= BotSeer =

Web-based information system

BotSeer was a Web-based information system and search tool used for research on Web robots and trends in Robot Exclusion Protocol deployment and adherence. It was created and designed by Yang Sun, Isaac G. Councill, Ziming Zhuang and C. Lee Giles. BotSeer was in operation from 2007 to 2010, approximately.

==History==
BotSeer served as a resource for studying the regulation and behavior of Web robots as well as information about the creation of effective robots.txt files and crawler implementations. It was publicly available on the World Wide Web at the College of Information Sciences and Technology at the Pennsylvania State University.

BotSeer provided services including robots.txt searching, robot bias analysis, and robot-generated log analysis. The prototype of BotSeer also allowed users to search 6,000 documentation files and source codes from 18 open source crawler projects.
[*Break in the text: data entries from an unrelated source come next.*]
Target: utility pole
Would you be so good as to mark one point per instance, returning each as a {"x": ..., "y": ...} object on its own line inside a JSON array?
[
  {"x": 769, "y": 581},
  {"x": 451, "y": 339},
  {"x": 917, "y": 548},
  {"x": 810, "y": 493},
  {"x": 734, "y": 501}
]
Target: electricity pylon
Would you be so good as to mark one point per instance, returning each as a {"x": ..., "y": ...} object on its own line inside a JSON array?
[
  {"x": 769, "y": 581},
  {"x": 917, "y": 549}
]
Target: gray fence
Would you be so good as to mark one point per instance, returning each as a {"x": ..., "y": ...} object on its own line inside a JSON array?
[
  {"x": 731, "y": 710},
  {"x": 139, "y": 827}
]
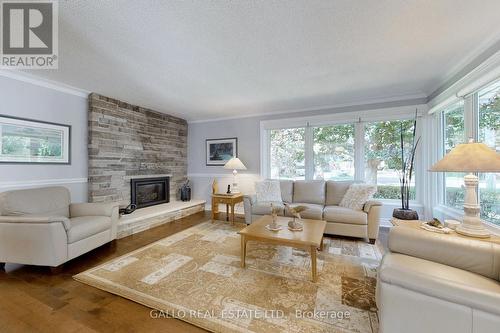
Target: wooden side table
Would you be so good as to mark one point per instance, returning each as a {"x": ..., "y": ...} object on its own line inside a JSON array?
[{"x": 229, "y": 199}]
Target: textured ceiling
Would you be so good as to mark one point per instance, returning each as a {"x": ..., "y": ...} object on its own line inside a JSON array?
[{"x": 208, "y": 59}]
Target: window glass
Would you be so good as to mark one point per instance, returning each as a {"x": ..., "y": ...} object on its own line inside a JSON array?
[
  {"x": 287, "y": 153},
  {"x": 489, "y": 133},
  {"x": 334, "y": 152},
  {"x": 383, "y": 158},
  {"x": 454, "y": 134}
]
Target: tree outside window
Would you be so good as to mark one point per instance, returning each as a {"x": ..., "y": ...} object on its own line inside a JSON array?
[
  {"x": 383, "y": 156},
  {"x": 287, "y": 156},
  {"x": 489, "y": 133}
]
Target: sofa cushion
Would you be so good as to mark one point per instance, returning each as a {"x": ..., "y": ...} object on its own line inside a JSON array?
[
  {"x": 335, "y": 191},
  {"x": 286, "y": 190},
  {"x": 264, "y": 208},
  {"x": 344, "y": 215},
  {"x": 313, "y": 211},
  {"x": 45, "y": 201},
  {"x": 86, "y": 226},
  {"x": 309, "y": 191}
]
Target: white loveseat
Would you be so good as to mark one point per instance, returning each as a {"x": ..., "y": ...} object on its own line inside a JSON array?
[
  {"x": 42, "y": 227},
  {"x": 322, "y": 200},
  {"x": 438, "y": 283}
]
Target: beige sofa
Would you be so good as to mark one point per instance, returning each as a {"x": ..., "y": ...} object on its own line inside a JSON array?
[
  {"x": 322, "y": 200},
  {"x": 41, "y": 226},
  {"x": 438, "y": 283}
]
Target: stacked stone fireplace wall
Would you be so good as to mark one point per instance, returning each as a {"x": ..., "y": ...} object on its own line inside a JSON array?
[{"x": 127, "y": 140}]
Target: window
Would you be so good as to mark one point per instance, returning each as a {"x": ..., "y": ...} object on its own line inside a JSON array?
[
  {"x": 453, "y": 134},
  {"x": 347, "y": 148},
  {"x": 489, "y": 133},
  {"x": 287, "y": 153},
  {"x": 334, "y": 152},
  {"x": 383, "y": 158}
]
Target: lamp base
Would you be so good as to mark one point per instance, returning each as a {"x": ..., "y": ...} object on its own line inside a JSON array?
[{"x": 473, "y": 231}]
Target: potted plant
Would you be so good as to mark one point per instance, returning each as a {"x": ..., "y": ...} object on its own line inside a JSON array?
[{"x": 406, "y": 175}]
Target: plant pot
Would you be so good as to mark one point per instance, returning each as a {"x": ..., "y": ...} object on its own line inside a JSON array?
[{"x": 405, "y": 214}]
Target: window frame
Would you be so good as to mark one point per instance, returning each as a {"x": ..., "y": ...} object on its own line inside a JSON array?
[{"x": 471, "y": 126}]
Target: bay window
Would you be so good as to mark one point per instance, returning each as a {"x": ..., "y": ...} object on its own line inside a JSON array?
[
  {"x": 477, "y": 116},
  {"x": 489, "y": 133},
  {"x": 453, "y": 134},
  {"x": 341, "y": 147},
  {"x": 383, "y": 156},
  {"x": 287, "y": 153}
]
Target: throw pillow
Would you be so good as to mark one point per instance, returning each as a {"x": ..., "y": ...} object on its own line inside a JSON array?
[
  {"x": 357, "y": 195},
  {"x": 268, "y": 191}
]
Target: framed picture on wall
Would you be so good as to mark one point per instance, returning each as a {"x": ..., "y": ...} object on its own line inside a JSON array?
[
  {"x": 219, "y": 151},
  {"x": 33, "y": 141}
]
BotSeer had indexed and analyzed 2.2 million robots.txt files obtained from 13.2 million websites, as well as a large Web server log of real-world robot behavior and related analysis. BotSeer's goals were to assist researchers, webmasters, web crawler developers and others with web robots related research and information needs. However, some people received BotSeer negatively, arguing that it contradicted the purpose of the robots.txt convention.

BotSeer had also had set up a honeypot to test the ethics, performance and behavior of web crawlers.